Thursday, April 25, 2024 -
Print Edition

Is Kristallnacht being forgotten?

Will Kristallnacht be forgotten, relegated to the ash heap of Jewish history, akin to the Kishinev Pogroms, which, let’s face it, no one really talks about anymore — even though they were a turning point in Russian Jewry, informing Russian Jews that their days in the Pale of Settlement were numbered, and instigating them to look elsewhere for life and prosperity. Many — in the hundreds of thousands — arrived on these shores.

It appears that, 77 years after that fateful night, there’s a real danger of that happening. As much as Holocaust awareness and education is growing, it seems that, conversely, knowledge of anti-Jewish events in Germany prior to the Holocaust is diminishing. Example: In the past, our Community Calendar included multiple Kristallnacht commemorations. This year, there’s only one: In Santa Fe, Tabbi Yitzchak Mendel Wagner, the first ordained rabbi born in Germany after the Holocaust, will discuss contemporary German Jewish life. In Denver, the ostensible capital city of the intermountain area, there is, to our knowledge, no remembrance event.

November 9, the anniversary of Kristallnacht, falls during the General Assembly of Jewish Federation’s of North America, which the IJN will be attending. According to the published program, there is not a single commemoration event taking place at the GA.

As we have remarked elsewhere on this blog, the single night that was Kristallnacht has become eclipsed by the enormity of the Holocaust that followed. Yet failing to mark Kristallnacht as a singular event is a perilous development. For Kristallnacht is key to trying to answer that ever elusive question: How? We utter “Never again,” but without understanding how the Holocaust happened, how can we ever be expected to prevent a recurrence? Kristallnacht was both a culmination, as well as a harbinger. It was the result of the world choosing to ignore the concomitant strains of racial hatred and military expansion, essentially giving a free pass to the perpetrators. And it was a prototype of what was to come: Jews removed from society, degraded, sent to concentration camps.

When we fail to commemorate Kristallnacht, we fail to remind ourselves that one night, one event, can be prescient. That total devastation begins with small steps; it doesn’t begin with the Holocaust.

The Germans realize this, which is why the nation continues to commemorate Kristallnacht.
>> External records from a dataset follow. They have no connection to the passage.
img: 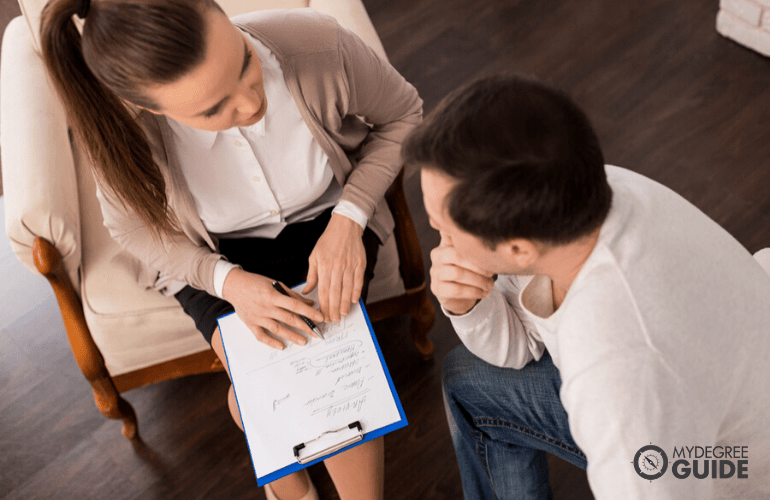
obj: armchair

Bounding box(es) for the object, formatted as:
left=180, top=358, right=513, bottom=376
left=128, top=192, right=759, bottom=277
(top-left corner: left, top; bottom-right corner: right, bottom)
left=1, top=0, right=434, bottom=441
It’s also why Munich’s newly-opened Documentation Center for the History of National Socialism spends much of its exhibition showing how the Nazi party came into being, into power, and its incremental steps toward solidifying and implementing its policy of racial hatred.

I visited the museum on a trip to Germany that I made earlier this year for the 70th anniversary of the liberation of Dachau. It is a museum that seeks to truly explore the how, so that Germans today understand that the Holocaust, or the Nazis, didn’t happen in a vacuum. It required the participation of society — whether in an active form, or perhaps even more dangerous, through silent acquiescence.
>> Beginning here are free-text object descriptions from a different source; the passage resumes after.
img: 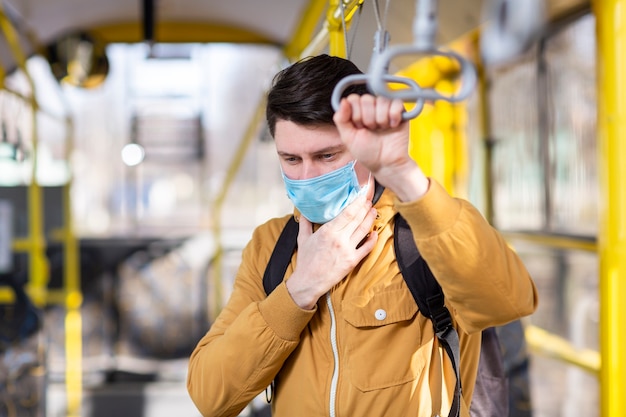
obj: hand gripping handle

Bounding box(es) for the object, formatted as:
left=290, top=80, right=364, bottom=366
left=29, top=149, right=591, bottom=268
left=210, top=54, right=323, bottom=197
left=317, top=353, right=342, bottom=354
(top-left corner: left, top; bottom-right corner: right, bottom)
left=331, top=73, right=426, bottom=121
left=368, top=45, right=478, bottom=103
Kristallnacht, it can be argued, more than any other event, showed the Nazis that their behavior would be tolerated, if not outright ignored. Look where it led. That’s a lesson that must be remembered.



Avatar photo

IJN Assistant Publisher | [email protected]
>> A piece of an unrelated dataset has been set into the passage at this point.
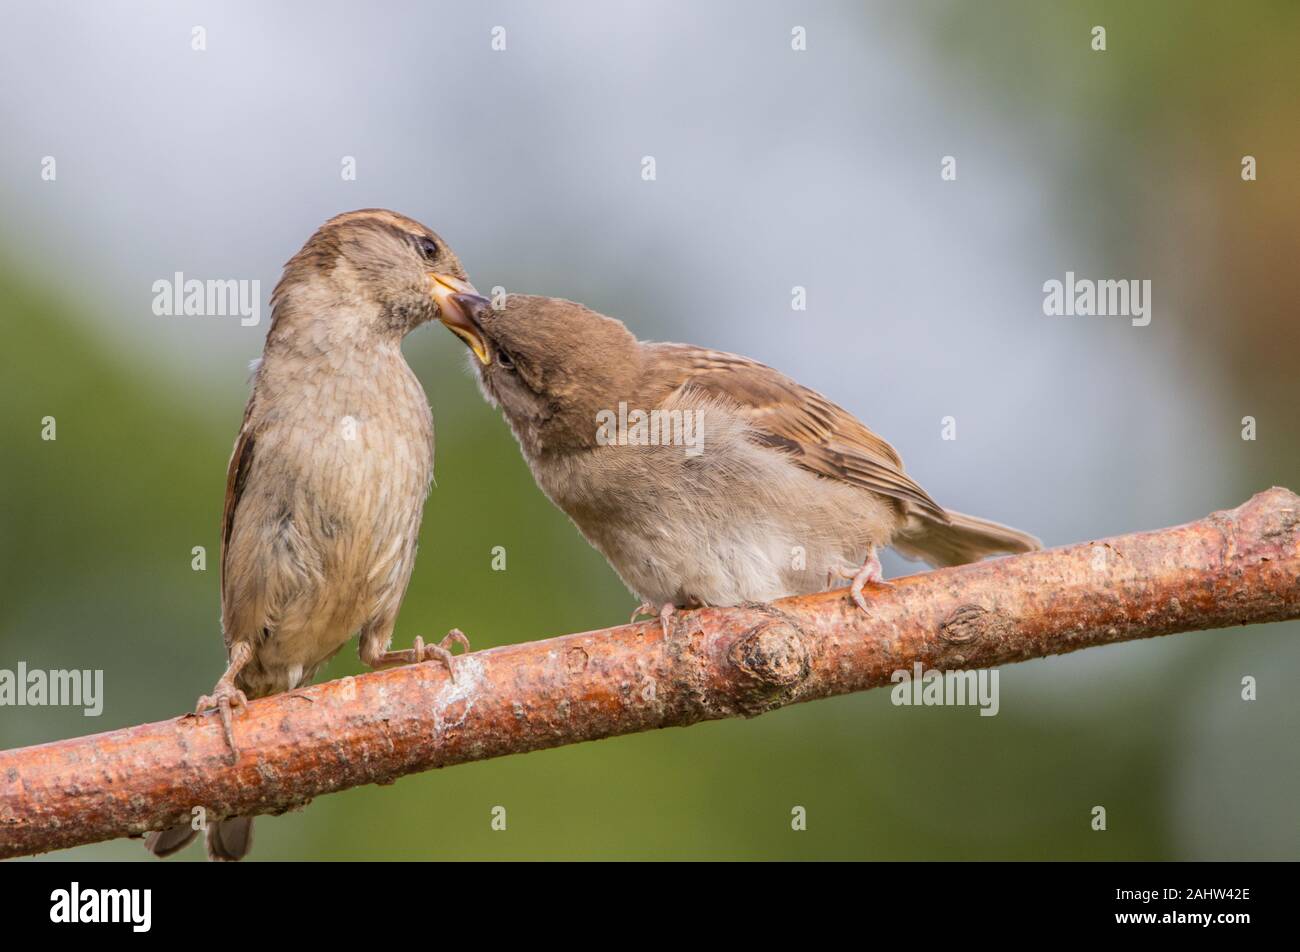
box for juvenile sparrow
[439,294,1039,628]
[146,209,487,861]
2 thoughts on “Is Kristallnacht being forgotten?

  1. Jack Adler

    Martin Luther, provided Hitler, with his hateful writings, the blue print for the holocaust. Hitler, said thank you to Martin Luther, by starting the holocaust, on Martin Luther’s
    birthday November 9-10,on Krisallnacht.

    Reply
  2. Shana Goldberg

    Did not know that. It seems those days in German history are quite significant. The date of Kristallnacht was “celebrated” as a “holiday” by the Nazis as it was the day of Hitler’s failed coup in the 1920s.